Hinweis: Ignorieren Sie Tickets, die mit einem Dollarzeichen enden und Computerkonten gehören, wenn diese nur vereinzelt auftreten, fokussieren Sie sich primär auf Dienstkonten (Service Accounts) und Benutzer.

Anleitung: Die Alternative AES einrichten und nutzen

AES (Advanced Encryption Standard) ist der Ersatz für Kerberos RC4. Es ist sicherer, schneller auf moderner Hardware und Standard in aktuellen Windows-Versionen. Die Einrichtung erfolgt primär über das Attribut msDS-SupportedEncryptionTypes im Active Directory.

Schritt 1: Konfiguration der Verschlüsselungstypen pro Objekt

Active Directory muss wissen, dass ein Konto AES unterstützt. Dies wird über ein Bitmask-Attribut gesteuert.

  1. Öffnen Sie Active Directory-Benutzer und -Computer (stellen Sie sicher, dass „Erweiterte Features“ im Menü „Ansicht“ aktiviert ist).
  2. Öffnen Sie die Eigenschaften eines Benutzers oder Dienstkontos.
  3. Wechseln Sie zum Reiter Attribut-Editor.
  4. Suchen Sie das Attribut msDS-SupportedEncryptionTypes.
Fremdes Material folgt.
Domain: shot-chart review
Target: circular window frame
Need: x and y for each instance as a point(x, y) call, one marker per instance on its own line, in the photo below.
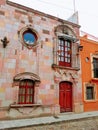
point(31, 30)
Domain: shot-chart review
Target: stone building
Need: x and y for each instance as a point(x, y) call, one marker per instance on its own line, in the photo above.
point(89, 65)
point(39, 63)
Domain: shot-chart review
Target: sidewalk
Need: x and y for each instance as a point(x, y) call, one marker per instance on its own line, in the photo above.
point(6, 124)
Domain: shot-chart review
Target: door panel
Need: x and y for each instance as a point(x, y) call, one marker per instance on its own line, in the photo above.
point(65, 96)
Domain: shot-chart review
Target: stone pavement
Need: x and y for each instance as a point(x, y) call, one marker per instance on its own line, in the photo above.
point(11, 124)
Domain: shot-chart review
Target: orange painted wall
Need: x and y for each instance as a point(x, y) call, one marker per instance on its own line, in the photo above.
point(89, 47)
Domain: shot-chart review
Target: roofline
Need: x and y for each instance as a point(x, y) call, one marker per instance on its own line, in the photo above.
point(41, 13)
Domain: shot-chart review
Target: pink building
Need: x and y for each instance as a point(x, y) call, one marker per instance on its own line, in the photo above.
point(39, 63)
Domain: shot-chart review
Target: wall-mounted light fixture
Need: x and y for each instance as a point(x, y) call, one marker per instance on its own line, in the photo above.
point(4, 42)
point(80, 48)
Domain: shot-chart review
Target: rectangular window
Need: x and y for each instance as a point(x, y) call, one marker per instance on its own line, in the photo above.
point(26, 92)
point(90, 93)
point(64, 52)
point(95, 67)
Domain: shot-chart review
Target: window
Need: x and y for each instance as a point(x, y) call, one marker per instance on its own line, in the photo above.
point(64, 52)
point(29, 37)
point(90, 93)
point(26, 92)
point(95, 67)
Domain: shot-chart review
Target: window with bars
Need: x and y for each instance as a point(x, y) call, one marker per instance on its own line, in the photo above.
point(64, 52)
point(95, 67)
point(90, 93)
point(26, 92)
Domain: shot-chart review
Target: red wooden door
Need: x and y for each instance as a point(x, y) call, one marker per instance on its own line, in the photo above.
point(65, 96)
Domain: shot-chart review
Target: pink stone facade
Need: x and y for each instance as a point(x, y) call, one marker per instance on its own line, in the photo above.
point(16, 59)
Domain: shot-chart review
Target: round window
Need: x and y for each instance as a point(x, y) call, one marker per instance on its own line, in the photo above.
point(29, 37)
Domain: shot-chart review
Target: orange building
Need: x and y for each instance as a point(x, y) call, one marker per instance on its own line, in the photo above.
point(89, 65)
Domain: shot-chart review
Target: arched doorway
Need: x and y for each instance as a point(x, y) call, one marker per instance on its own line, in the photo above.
point(65, 96)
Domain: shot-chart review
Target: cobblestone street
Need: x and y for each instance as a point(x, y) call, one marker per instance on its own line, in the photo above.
point(69, 121)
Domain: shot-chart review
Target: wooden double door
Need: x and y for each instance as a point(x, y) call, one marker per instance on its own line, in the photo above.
point(65, 96)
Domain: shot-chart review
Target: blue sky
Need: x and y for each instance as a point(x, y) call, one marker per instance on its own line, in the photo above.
point(87, 10)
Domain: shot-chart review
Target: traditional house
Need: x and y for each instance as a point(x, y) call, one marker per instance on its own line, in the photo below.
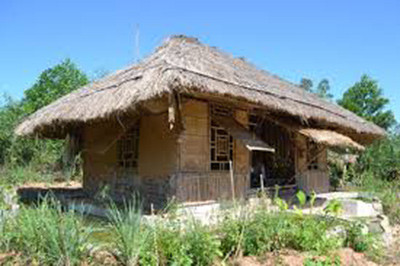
point(197, 124)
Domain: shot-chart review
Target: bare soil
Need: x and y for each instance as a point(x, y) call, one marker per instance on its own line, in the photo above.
point(293, 258)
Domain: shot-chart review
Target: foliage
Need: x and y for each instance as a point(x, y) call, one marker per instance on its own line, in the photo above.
point(47, 235)
point(41, 155)
point(365, 99)
point(128, 233)
point(334, 207)
point(264, 231)
point(360, 242)
point(378, 171)
point(306, 84)
point(382, 159)
point(323, 262)
point(52, 84)
point(181, 243)
point(323, 90)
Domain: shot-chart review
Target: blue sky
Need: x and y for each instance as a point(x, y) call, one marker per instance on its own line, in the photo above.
point(339, 40)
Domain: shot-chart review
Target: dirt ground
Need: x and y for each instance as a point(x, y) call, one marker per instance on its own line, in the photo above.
point(293, 258)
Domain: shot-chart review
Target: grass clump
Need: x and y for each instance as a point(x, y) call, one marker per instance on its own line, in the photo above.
point(46, 235)
point(267, 232)
point(129, 236)
point(181, 243)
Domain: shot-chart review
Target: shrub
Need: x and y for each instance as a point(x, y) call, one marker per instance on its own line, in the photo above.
point(47, 235)
point(127, 230)
point(181, 243)
point(265, 232)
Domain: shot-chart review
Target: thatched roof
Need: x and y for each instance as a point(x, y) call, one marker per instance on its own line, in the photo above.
point(185, 65)
point(330, 138)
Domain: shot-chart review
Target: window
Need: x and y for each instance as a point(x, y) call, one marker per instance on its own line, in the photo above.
point(221, 143)
point(313, 153)
point(128, 149)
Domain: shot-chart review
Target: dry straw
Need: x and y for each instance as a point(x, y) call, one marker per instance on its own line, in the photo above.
point(185, 65)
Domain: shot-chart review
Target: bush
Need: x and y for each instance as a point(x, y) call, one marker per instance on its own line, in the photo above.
point(181, 243)
point(46, 235)
point(265, 232)
point(127, 230)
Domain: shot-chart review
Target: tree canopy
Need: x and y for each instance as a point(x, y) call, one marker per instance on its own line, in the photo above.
point(306, 84)
point(365, 99)
point(323, 90)
point(52, 84)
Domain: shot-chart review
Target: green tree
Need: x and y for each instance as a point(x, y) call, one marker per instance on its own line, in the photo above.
point(365, 99)
point(52, 84)
point(306, 84)
point(323, 90)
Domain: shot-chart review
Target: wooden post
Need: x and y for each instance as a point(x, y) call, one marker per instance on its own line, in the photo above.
point(232, 180)
point(262, 183)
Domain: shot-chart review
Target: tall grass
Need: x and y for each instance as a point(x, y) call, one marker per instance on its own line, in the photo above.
point(129, 235)
point(46, 235)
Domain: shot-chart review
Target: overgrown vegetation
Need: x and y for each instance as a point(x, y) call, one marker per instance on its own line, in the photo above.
point(47, 235)
point(23, 159)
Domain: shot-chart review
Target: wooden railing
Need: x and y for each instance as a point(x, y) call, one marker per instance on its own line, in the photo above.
point(193, 187)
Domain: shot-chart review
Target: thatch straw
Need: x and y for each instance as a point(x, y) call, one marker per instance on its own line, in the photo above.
point(185, 65)
point(330, 138)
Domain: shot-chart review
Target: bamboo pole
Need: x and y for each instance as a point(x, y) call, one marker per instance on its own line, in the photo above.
point(232, 181)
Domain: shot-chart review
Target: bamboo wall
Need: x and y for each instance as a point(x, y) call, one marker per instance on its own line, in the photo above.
point(156, 164)
point(195, 181)
point(310, 180)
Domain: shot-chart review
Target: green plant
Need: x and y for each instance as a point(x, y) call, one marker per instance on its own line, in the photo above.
point(323, 262)
point(127, 230)
point(48, 235)
point(363, 242)
point(334, 207)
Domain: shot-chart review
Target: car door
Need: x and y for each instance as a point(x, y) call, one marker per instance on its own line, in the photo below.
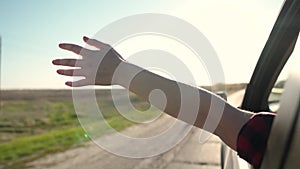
point(277, 51)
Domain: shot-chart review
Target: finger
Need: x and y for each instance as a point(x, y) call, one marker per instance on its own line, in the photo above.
point(70, 72)
point(94, 42)
point(67, 62)
point(79, 83)
point(74, 48)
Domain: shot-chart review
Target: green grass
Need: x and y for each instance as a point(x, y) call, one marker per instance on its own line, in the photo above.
point(35, 127)
point(15, 153)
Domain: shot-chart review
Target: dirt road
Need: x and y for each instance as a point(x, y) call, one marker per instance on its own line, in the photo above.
point(188, 154)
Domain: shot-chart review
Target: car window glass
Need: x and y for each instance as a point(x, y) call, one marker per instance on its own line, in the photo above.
point(292, 65)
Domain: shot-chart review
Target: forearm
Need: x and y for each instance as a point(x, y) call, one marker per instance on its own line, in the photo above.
point(178, 97)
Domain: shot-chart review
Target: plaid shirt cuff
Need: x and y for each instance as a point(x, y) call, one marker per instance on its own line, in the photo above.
point(253, 138)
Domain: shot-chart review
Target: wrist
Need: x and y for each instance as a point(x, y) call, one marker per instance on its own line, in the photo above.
point(124, 74)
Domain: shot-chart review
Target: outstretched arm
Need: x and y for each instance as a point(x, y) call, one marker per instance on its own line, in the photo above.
point(106, 67)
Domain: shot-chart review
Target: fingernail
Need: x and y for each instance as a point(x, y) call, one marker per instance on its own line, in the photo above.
point(85, 38)
point(68, 83)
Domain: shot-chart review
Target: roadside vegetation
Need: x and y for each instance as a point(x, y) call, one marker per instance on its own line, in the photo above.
point(35, 123)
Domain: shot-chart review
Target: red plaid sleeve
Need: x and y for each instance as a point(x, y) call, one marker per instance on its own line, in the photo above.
point(253, 137)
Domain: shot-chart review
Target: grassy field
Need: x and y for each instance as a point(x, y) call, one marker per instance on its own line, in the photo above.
point(34, 123)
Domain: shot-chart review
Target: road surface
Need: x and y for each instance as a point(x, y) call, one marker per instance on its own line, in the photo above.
point(188, 154)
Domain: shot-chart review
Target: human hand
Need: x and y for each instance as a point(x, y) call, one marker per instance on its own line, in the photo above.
point(96, 66)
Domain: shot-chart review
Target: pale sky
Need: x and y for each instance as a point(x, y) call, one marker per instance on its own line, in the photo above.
point(31, 31)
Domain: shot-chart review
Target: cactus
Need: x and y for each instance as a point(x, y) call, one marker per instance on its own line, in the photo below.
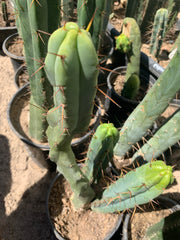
point(159, 30)
point(154, 103)
point(73, 100)
point(34, 17)
point(136, 187)
point(156, 145)
point(101, 9)
point(68, 8)
point(100, 151)
point(136, 10)
point(167, 228)
point(130, 42)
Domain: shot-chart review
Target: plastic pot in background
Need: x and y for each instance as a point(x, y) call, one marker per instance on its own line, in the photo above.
point(114, 234)
point(39, 152)
point(117, 107)
point(16, 61)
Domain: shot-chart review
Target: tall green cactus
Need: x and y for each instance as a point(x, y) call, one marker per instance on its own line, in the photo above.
point(159, 31)
point(129, 41)
point(71, 53)
point(136, 187)
point(100, 9)
point(71, 65)
point(154, 103)
point(35, 17)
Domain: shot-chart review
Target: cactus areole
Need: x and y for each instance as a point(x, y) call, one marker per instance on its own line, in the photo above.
point(71, 67)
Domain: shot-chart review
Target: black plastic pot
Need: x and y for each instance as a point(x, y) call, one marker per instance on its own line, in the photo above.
point(117, 107)
point(5, 32)
point(164, 202)
point(38, 152)
point(115, 234)
point(16, 61)
point(21, 70)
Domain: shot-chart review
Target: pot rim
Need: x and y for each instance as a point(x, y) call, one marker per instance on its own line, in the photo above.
point(56, 233)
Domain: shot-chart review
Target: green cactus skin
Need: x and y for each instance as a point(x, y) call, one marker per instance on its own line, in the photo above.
point(136, 187)
point(123, 43)
point(72, 71)
point(130, 41)
point(136, 9)
point(167, 228)
point(154, 104)
point(4, 10)
point(131, 87)
point(100, 151)
point(86, 9)
point(165, 137)
point(68, 8)
point(158, 32)
point(32, 17)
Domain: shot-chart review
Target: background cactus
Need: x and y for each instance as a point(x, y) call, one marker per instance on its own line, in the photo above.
point(71, 115)
point(159, 31)
point(35, 17)
point(129, 41)
point(154, 103)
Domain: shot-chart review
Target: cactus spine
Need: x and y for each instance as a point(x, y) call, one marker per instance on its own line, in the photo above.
point(154, 103)
point(73, 101)
point(136, 187)
point(33, 17)
point(130, 42)
point(159, 31)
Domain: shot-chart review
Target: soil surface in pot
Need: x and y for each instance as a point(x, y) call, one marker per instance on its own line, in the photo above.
point(24, 185)
point(11, 15)
point(73, 224)
point(145, 218)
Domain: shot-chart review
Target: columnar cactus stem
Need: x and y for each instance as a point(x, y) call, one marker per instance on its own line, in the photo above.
point(159, 31)
point(71, 66)
point(34, 17)
point(136, 187)
point(165, 137)
point(154, 103)
point(130, 42)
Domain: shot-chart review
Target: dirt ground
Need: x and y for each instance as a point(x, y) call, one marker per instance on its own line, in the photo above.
point(23, 185)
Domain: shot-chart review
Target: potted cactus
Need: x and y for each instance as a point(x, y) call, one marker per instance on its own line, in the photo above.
point(42, 18)
point(73, 100)
point(7, 21)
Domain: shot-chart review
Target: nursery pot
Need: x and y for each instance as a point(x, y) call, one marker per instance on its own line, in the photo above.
point(163, 202)
point(113, 233)
point(16, 61)
point(38, 151)
point(117, 107)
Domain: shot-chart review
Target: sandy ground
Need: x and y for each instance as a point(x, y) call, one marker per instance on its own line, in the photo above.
point(23, 185)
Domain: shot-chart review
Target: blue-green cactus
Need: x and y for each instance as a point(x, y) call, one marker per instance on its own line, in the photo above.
point(136, 187)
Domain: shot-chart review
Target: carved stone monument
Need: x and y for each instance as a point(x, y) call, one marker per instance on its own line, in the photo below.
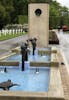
point(38, 14)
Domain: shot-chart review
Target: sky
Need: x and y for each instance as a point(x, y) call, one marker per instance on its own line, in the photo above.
point(64, 2)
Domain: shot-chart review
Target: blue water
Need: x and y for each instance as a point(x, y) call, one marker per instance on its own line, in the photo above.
point(29, 80)
point(30, 58)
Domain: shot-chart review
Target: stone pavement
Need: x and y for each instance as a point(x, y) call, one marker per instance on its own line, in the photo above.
point(7, 45)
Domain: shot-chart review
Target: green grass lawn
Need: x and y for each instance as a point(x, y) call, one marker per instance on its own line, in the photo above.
point(10, 36)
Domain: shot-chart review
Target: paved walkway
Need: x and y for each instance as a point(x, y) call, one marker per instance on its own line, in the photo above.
point(7, 45)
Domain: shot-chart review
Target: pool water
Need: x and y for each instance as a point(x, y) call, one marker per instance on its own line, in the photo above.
point(28, 80)
point(36, 58)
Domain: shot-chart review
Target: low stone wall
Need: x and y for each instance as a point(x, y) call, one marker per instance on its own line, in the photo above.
point(55, 91)
point(40, 64)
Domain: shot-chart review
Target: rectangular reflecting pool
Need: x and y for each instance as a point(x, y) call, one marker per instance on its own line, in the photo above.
point(35, 58)
point(30, 80)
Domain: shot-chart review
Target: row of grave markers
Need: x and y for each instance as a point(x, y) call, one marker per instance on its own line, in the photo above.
point(11, 31)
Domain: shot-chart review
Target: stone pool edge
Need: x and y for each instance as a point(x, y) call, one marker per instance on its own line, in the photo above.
point(55, 91)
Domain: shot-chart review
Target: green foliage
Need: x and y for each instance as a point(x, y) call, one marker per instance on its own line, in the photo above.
point(23, 19)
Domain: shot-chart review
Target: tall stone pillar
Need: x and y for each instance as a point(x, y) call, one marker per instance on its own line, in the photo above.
point(38, 17)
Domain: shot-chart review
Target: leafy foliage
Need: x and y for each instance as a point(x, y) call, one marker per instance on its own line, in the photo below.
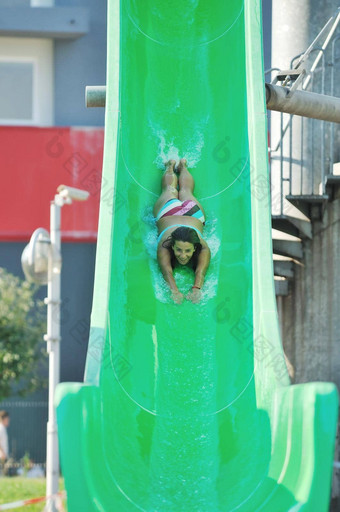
point(22, 325)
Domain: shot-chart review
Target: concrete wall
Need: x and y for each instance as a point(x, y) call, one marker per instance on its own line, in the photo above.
point(311, 312)
point(80, 63)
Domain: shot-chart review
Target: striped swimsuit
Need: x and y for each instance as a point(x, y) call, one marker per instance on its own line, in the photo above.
point(183, 208)
point(186, 208)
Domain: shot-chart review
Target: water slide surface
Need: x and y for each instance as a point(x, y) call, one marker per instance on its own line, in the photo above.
point(188, 407)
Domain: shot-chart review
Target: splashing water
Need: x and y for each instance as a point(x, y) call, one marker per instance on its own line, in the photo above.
point(184, 276)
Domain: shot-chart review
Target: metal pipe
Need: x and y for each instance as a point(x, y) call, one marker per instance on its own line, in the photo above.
point(95, 95)
point(53, 348)
point(303, 103)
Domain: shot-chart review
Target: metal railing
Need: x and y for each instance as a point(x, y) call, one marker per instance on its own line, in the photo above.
point(303, 151)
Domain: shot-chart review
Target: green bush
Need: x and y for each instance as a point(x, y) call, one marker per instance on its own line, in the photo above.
point(22, 325)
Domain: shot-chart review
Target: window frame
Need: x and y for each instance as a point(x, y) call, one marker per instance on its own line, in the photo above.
point(39, 53)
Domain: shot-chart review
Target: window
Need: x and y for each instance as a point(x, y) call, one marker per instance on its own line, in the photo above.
point(26, 81)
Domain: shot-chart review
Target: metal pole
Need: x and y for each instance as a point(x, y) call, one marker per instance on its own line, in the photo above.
point(53, 349)
point(303, 103)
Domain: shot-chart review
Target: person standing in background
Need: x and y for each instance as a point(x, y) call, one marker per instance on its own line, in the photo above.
point(4, 423)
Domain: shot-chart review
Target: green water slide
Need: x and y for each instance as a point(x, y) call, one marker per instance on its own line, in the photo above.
point(188, 408)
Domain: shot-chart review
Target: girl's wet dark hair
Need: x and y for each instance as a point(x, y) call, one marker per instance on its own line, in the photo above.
point(183, 234)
Die Werte: Wenn der Wert 0 oder <nicht gesetzt> ist, verhält sich das System oft so, als wäre RC4 der Standard (abhängig vom Betriebssystem und DFL). Um AES zu erzwingen, müssen Sie die Werte berechnen:

  • RC4 = 4
  • AES 128 = 8
  • AES 256 = 16

Um AES 128 und AES 256 zu unterstützen (empfohlen), addieren Sie 8 + 16 = 24. Tragen Sie den Wert 24 (oder 28, wenn Sie RC4 vorübergehend noch zulassen wollen) in das Attribut ein.

Alternative über die GUI: Im Reiter Konto finden Sie unter „Kontooptionen“ die Checkbox:

  • „Dieses Konto unterstützt Kerberos-AES-128-Bit-Verschlüsselung“
  • „Dieses Konto unterstützt Kerberos-AES-256-Bit-Verschlüsselung“

Das Setzen dieser Haken aktualisiert automatisch das Attribut msDS-SupportedEncryptionTypes.

Schritt 2: Gruppenrichtlinien (GPO) für die Domäne

Sie müssen sicherstellen, dass Ihre Server und Clients auch bereit sind, AES zu sprechen.

  1. Öffnen Sie die Gruppenrichtlinienverwaltung.
  2. Bearbeiten Sie die Default Domain Policy (oder eine dedizierte Sicherheitsrichtlinie).
  3. Navigieren Sie zu: Computerkonfiguration -> Richtlinien -> Windows-Einstellungen -> Sicherheitseinstellungen -> Lokale Richtlinien -> Sicherheitsoptionen
  4. Suchen Sie die Richtlinie: Netzwerksicherheit: Für Kerberos zulässige Verschlüsselungstypen konfigurieren.
  5. Aktivieren Sie diese Richtlinie und wählen Sie:
    • AES256_HMAC_SHA1 (Priorität)
    • AES128_HMAC_SHA1
    • Deaktivieren Sie RC4_HMAC_MD5.

Wichtig: Diese Richtlinie steuert, welche Verschlüsselungstypen der Client dem KDC (Key Distribution Center) anbietet.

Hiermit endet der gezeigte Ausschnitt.